Opinión

Tal como éramos

UN RETO en redes sociales invitando a compartir imágenes de diez años atrás ha llevado a medio mundo a ofrecer urbi et orbe pruebas evidentes del paso el paso del tiempo. Mi hermana encontró el otro día un montón de viejas fotos de aquella época antediluviana en la que había que correr el carrete, pedir negativos para sacar copias y cuidarse muy mucho de no poner los dedos encima del revelado, porque allí se quedaban. Las colgó en un chat de la familia y entre todos averiguamos que las fotos (tomadas en una cena del 31 de diciembre) tenían veintitrés años. Fue una zambullida en la nostalgia. Cuatro de las personas que allí aparecían —mi madre, mis tres abuelos— sonrientes y vestidas con sus mejores galas, ya no están con nosotros. Mi prima Natalia tiene la misma edad que ahora su hija Martina. Y mi padre, la edad que tengo yo hoy. Mi hermana está exactamente igual, y me pregunto cuáles serán las contrapartidas del evidente pacto fáustico.
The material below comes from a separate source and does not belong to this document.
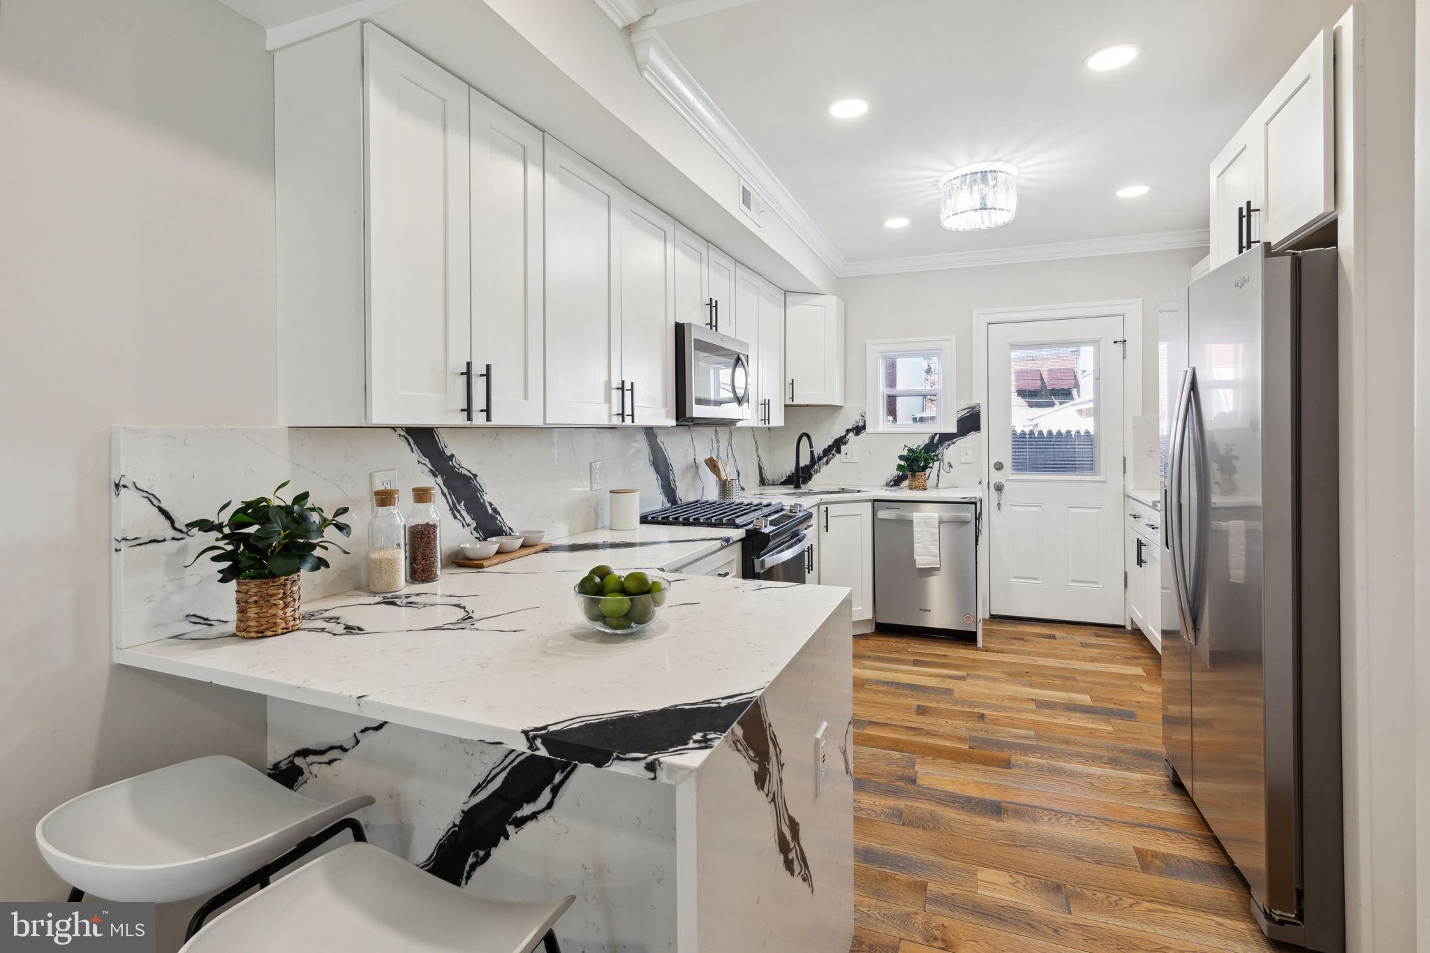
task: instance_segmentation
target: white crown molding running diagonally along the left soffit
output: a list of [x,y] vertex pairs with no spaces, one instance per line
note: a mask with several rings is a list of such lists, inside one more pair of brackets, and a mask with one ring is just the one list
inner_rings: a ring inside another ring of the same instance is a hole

En cuanto a mí, qué quieren que les diga: me asombra constatar que hubo un tiempo en el que podía meterme en un vestido de la talla 36, y me dan ganas de susurrar a la joven veinteañera que mira a la cámara «sírvete más patatas, que no siempre podrás comer las que quieras». Por supuesto, le diría más cosas. Le diría que aprovechase para abrazar mucho y muy fuerte a las personas con las que compartía mesa, porque algún día no iba a poder hacerlo. Que la vida le reservaba sorpresas que no podía imaginar y que se harían realidad sueños que ni siquiera sabía que tenía. Que el noventa por ciento de los asuntos que en aquel momento le preocupaban o la ponían triste eran absurdos y no merecía la pena dedicarles ni un segundo. Que fuese un poco más consciente de su suerte y disfrutase más intensamente de las pequeñas cosas. Que los años por venir merecerían la pena… y que guardase los pendientes que llevaba puestos, porque veinticinco años más tarde volverían a estar de moda y lamentaría haberlos tirado.